Regulation, regulation, regulation


Yesterday (17 March) saw the launch of the interim findings from Peter Mandelson’s Low Carbon Construction Innovation and Growth Team, who have been tasked with conducting a review of the construction industry to ensure it is fit for purpose for delivering a low carbon economy.

The report identifies big opportunities for the industry in building the low carbon homes of the future, upgrading the existing housing stock and providing new infrastructure for low-carbon energy and transport systems. It also identifies a host of barriers that need to be overcome before the industry can fully benefit from these low-carbon options.

The LCCIGT have a clear message for government, which is that in order for the industry to transform its products to low-carbon models, it must be confident that the market is also transforming. They go on to suggest that ‘the evidence is that the clearest signal of this will be taken from well-designed regulatory standards, underpinned by the presumption of a stable and realistic price of carbon.’

The three main political parties have all shied away from the use of regulatory standards to drive improvements to the existing housing stock (in the privately-owned sector at least), preferring instead to focus on the use of financial incentives to entice homeowners into ‘greening’ their homes. All three parties have announced plans to introduce loan schemes to pay for energy efficiency improvements as they vie to win green votes, but none have suggested that our homes ought to be required to meet minimum energy efficiency standards.

The Government’s recently published Strategy for Household Energy Management announced a consultation on regulations to make cavity wall and loft insulation compulsory in all privately-rented properties, but since there would be no compulsion to improve boiler efficiency, draughty windows and other causes of inefficiency, this falls a long way short of providing the kind of powerful signal the industry is seeking.

Similarly, while Europe has an emissions trading scheme, the price at which permits are trading has so far been too low to send a significant signal. Moreover, the uncertain conclusion to the global climate summit in Copenhagen last year and the likelihood that US climate laws will not be based on carbon trading make ‘…a stable and realistic price of carbon’ any time soon highly presumptive indeed.

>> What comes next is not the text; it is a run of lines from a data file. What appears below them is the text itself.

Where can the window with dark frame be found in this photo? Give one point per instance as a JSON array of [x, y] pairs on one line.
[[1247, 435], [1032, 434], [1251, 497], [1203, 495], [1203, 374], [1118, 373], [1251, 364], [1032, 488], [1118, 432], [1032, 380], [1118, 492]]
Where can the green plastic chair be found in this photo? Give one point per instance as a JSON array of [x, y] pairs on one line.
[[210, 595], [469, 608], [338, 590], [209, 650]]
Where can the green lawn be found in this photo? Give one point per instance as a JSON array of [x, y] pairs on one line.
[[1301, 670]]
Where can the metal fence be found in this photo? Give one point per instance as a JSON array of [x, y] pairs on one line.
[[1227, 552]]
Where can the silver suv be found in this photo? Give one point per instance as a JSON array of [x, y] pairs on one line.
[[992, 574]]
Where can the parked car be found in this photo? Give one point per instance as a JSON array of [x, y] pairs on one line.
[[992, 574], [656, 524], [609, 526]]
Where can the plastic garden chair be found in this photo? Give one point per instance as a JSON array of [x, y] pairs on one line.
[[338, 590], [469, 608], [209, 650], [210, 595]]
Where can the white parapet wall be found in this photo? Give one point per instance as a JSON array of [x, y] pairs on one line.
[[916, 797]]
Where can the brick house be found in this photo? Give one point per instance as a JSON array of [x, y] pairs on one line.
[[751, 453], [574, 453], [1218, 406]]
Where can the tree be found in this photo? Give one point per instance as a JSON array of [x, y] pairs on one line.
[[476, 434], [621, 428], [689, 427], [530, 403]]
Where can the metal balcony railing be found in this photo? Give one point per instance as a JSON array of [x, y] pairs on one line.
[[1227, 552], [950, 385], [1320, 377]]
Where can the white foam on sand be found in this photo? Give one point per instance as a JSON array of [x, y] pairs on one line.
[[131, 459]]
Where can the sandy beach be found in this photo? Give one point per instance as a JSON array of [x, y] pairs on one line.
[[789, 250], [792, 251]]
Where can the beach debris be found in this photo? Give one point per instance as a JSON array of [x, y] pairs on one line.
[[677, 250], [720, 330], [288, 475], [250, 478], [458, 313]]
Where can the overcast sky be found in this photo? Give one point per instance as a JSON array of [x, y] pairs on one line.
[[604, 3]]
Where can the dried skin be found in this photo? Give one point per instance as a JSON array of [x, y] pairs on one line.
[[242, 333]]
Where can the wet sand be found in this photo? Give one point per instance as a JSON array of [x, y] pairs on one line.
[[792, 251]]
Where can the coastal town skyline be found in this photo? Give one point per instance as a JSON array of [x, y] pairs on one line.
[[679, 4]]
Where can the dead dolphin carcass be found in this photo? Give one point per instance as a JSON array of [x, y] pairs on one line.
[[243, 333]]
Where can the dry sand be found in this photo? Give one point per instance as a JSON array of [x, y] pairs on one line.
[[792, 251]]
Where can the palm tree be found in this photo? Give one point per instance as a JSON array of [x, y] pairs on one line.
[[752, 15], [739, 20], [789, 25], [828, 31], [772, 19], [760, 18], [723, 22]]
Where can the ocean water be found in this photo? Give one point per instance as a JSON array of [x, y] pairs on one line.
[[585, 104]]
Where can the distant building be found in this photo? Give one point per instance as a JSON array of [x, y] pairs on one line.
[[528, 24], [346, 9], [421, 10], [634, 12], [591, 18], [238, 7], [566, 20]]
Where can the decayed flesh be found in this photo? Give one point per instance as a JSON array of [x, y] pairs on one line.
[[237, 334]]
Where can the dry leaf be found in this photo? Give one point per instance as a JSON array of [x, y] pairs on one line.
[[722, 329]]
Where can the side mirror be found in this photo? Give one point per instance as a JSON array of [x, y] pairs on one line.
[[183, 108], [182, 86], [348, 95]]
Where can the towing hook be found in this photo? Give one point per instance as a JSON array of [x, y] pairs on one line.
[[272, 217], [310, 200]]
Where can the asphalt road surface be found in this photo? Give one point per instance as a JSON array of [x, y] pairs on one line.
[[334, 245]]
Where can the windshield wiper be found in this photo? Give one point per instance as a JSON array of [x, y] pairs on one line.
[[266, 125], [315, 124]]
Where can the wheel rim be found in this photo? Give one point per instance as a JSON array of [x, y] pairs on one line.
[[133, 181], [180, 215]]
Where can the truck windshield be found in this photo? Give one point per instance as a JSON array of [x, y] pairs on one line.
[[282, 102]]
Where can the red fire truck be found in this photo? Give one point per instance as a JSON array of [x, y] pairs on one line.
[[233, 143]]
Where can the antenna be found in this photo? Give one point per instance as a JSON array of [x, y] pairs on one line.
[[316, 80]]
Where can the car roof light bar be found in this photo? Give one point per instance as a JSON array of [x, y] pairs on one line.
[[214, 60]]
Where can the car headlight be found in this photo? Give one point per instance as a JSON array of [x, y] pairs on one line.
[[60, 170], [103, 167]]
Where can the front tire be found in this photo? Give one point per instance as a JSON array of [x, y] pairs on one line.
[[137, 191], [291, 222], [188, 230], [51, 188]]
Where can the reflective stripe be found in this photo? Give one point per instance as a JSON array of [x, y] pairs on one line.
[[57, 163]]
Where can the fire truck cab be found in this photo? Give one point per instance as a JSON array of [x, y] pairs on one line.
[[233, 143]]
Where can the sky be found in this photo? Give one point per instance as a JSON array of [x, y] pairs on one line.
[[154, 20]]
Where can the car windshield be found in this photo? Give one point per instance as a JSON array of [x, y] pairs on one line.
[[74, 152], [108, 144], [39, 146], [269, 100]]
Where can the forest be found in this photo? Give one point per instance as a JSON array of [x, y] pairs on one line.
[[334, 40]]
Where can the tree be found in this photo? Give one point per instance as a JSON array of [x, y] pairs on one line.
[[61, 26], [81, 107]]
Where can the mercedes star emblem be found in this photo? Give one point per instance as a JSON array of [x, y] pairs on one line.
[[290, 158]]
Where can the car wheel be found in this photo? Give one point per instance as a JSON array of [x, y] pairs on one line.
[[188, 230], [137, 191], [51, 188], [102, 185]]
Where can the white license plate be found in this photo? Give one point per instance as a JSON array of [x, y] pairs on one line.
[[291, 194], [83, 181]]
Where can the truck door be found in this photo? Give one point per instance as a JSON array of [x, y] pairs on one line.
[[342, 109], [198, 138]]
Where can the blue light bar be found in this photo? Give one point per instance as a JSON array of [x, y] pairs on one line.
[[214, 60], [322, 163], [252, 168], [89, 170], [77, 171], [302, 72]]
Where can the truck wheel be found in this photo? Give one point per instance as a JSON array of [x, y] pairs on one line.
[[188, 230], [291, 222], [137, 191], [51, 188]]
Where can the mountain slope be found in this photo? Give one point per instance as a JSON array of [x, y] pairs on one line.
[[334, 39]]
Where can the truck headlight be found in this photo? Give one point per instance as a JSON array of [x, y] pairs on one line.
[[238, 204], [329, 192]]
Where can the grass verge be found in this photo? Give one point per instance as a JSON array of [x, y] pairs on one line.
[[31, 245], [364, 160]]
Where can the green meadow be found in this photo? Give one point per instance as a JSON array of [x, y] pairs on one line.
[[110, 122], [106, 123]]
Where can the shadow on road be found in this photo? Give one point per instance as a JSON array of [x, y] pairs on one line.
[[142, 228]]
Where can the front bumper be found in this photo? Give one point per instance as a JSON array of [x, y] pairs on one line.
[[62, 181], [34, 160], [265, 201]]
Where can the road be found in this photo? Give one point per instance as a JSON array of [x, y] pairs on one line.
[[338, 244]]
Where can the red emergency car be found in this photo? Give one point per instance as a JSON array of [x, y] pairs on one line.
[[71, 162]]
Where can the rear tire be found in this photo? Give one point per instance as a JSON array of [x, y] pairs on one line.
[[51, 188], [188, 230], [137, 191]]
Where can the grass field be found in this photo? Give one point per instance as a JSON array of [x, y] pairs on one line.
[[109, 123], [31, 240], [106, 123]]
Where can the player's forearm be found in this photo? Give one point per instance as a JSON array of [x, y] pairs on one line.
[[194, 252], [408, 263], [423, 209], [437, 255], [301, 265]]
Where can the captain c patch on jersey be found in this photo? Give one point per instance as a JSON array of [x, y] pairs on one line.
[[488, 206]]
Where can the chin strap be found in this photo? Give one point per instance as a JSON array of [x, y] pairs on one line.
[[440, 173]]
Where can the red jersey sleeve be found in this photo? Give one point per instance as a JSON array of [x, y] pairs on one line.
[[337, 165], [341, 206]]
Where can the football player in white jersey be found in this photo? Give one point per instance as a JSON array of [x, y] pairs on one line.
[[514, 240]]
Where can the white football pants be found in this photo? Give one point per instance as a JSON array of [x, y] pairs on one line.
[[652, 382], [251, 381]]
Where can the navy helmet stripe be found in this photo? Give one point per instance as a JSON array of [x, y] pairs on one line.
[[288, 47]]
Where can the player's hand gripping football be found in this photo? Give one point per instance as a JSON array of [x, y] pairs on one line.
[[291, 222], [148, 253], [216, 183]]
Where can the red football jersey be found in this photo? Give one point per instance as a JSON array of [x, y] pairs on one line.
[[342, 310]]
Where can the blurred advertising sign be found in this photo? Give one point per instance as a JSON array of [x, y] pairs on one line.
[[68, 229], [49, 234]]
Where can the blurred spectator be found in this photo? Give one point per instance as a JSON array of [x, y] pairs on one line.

Thus regulation is all the more important. ippr’s new report on fuel poverty calls for the introduction of minimum energy performance standards for all homes, including rental properties, in order to deliver on both poverty and climate change goals. Politicians have traditionally seen regulation as a last resort and in the run up to the election will fear frightening the business lobby with anything that might be perceived to be an unnecessary burden on industry. But today’s report shows that business may suffer without tougher regulation. Why not give them what they want?